Premium Times Raid: NUJ, SERAP Drag FG To UN

A human rights organisation, Socio-Economic Rights and Accountability Project and the Nigerian Union of Journalists have jointly described the recent arrest of the publisher of an online newspaper, Premium Times, Dapo Olorunyomi, as an intensification of the government’s ongoing clampdown on media freedom in the country.

The organisations sent a joint letter to the United Nations, in which they accused the Federal Government of intimidating journalists.

This was just as another rights advocacy group, Access to Justice, described the development as a “throwback to the dark days of military autocracy.”

The Country Director, ActionAid, Ojobo Ode Atuluku, also described the arrest of the publisher by the police as “an unwelcome development,” adding that such acts undermine press freedom and Nigeria’s hard-earned democracy.

Similarly, Lagos-based activist lawyer, Mr. Ebun-Olu Adegboruwa, said the arrest of Olorunyomi, alongside a judicial correspondent of the online newspaper, Evelyn Okakwu, by the police on Thursday suggested “a total breakdown of democratic tolerance,” under President Muhammadu Buhari’s administration.

Olorunyomi and Okakwu were reportedly arrested by the police on the strength of the complaint by the Nigerian Army that Premium Times maligned the Chief of Army Staff, Lt. Gen. Tukur Buratai, in a recent publication.

According to the NUJ and SERAP, the duo were released on bail on Thursday and instructed to report back at the police station in Abuja on Friday.

They were likely to be taken before a Magistrate’s Court for arraignment.

However, the Executive Director of SERAP, Mr. Adetokunbo Mumuni, and the NUJ President, Abdulwaheed Odusile, in a joint petition they sent to the UN on Friday accused the Federal Government of stifling press freedom in the country.

They called on the UN Special Rapporteur on the Promotion and Protection of the Right to Freedom of Opinion and Expression, Mr. David Kaye, to urgently prevail on the Federal Government and its agents “to end growing clampdown, intimidation and harassment of journalists, online newspapers, and bloggers.”

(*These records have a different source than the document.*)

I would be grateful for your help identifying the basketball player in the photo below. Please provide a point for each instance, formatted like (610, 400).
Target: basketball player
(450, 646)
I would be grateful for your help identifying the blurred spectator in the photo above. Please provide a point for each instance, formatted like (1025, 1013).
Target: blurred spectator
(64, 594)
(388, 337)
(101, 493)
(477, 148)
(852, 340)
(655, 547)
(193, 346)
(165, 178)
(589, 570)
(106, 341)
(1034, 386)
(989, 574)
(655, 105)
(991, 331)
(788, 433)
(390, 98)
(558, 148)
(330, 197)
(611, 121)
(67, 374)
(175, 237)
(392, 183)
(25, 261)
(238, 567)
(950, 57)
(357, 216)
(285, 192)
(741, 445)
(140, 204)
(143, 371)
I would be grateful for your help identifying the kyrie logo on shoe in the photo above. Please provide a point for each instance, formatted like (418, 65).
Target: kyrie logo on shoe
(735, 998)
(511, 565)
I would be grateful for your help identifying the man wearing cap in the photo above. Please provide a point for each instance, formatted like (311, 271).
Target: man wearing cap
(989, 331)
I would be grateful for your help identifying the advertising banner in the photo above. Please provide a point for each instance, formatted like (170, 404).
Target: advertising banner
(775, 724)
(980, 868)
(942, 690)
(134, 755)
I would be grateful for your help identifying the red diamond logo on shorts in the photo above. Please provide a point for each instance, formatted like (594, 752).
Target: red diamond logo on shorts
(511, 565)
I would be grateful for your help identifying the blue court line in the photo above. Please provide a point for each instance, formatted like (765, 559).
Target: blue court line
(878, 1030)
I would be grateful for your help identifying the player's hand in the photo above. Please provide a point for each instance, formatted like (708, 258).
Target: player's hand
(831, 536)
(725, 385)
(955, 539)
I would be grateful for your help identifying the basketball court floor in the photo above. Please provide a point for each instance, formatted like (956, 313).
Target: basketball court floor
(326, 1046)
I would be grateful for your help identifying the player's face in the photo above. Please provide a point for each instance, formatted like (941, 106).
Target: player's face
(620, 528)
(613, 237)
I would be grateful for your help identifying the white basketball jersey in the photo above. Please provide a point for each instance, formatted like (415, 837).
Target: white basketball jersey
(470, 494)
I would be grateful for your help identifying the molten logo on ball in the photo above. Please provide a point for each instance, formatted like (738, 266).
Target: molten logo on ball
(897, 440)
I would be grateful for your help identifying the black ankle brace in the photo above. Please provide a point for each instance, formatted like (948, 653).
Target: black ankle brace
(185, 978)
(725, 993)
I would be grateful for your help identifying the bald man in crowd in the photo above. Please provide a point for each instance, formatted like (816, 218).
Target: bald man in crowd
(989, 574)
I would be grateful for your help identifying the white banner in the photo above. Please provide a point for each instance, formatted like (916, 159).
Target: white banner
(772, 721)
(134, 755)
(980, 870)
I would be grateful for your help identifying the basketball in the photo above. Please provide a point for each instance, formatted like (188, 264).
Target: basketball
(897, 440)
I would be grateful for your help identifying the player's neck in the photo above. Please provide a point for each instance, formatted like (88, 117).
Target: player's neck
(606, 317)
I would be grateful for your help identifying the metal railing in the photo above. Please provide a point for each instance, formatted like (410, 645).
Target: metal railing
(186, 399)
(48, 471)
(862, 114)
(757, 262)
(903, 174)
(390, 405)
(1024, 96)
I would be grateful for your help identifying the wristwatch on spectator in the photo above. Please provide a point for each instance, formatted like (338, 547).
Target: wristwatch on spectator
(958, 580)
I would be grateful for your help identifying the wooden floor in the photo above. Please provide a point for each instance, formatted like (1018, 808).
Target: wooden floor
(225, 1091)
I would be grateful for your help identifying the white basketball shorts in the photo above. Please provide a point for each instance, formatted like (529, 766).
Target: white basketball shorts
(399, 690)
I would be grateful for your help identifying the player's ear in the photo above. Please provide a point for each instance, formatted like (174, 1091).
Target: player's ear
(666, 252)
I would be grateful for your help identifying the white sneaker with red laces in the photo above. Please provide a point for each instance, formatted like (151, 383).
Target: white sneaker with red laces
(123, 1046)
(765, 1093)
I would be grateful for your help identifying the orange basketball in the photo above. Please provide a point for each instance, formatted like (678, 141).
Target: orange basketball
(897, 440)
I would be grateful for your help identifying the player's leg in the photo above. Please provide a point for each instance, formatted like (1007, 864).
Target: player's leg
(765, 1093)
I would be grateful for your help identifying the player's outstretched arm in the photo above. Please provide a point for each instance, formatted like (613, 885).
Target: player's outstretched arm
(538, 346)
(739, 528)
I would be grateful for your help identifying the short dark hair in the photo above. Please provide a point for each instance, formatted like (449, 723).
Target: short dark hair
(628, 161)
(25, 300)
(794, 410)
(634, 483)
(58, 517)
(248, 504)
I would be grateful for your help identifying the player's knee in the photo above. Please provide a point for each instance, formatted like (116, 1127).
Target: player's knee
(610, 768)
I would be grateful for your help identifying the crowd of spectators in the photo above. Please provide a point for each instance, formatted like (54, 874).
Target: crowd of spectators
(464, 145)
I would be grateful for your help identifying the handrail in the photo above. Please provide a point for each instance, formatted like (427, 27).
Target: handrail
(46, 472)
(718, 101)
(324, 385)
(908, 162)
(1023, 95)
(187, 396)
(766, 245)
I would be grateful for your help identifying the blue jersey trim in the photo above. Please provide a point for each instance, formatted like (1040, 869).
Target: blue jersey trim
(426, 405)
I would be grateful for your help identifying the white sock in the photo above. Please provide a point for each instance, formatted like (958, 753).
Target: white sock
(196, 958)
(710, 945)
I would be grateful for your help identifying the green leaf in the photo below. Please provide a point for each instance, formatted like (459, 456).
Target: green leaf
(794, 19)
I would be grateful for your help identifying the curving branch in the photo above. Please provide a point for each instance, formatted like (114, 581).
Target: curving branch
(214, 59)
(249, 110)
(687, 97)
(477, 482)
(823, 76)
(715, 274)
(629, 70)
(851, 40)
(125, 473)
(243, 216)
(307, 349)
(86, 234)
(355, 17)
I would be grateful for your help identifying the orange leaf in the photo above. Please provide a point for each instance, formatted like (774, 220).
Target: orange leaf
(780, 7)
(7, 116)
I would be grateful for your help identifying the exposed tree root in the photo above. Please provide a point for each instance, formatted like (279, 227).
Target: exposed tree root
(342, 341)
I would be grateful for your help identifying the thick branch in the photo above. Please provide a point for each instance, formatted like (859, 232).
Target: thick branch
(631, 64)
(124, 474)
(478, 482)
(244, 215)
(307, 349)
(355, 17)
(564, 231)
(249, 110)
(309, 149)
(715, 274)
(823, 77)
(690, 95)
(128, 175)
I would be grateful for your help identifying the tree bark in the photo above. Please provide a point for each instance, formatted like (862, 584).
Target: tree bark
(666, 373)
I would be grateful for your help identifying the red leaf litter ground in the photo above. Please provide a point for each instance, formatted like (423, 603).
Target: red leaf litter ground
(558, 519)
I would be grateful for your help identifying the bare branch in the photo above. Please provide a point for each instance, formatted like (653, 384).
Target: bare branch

SERAP and NUJ said, “The arbitrary arrest of Mr. Dapo Olorunyomi, publisher of online newspaper, Premium Times, and the judiciary correspondent of the online newspaper, Evelyn Okakwu, would seem to mark an intensification of a crackdown on media freedom that has been going on for some time now.

“We argue that while public officials are entitled to protection of their reputation, including protection against defamation, as individuals who have sought to play a role in public affairs they should tolerate a greater degree of scrutiny and criticism than ordinary citizens.”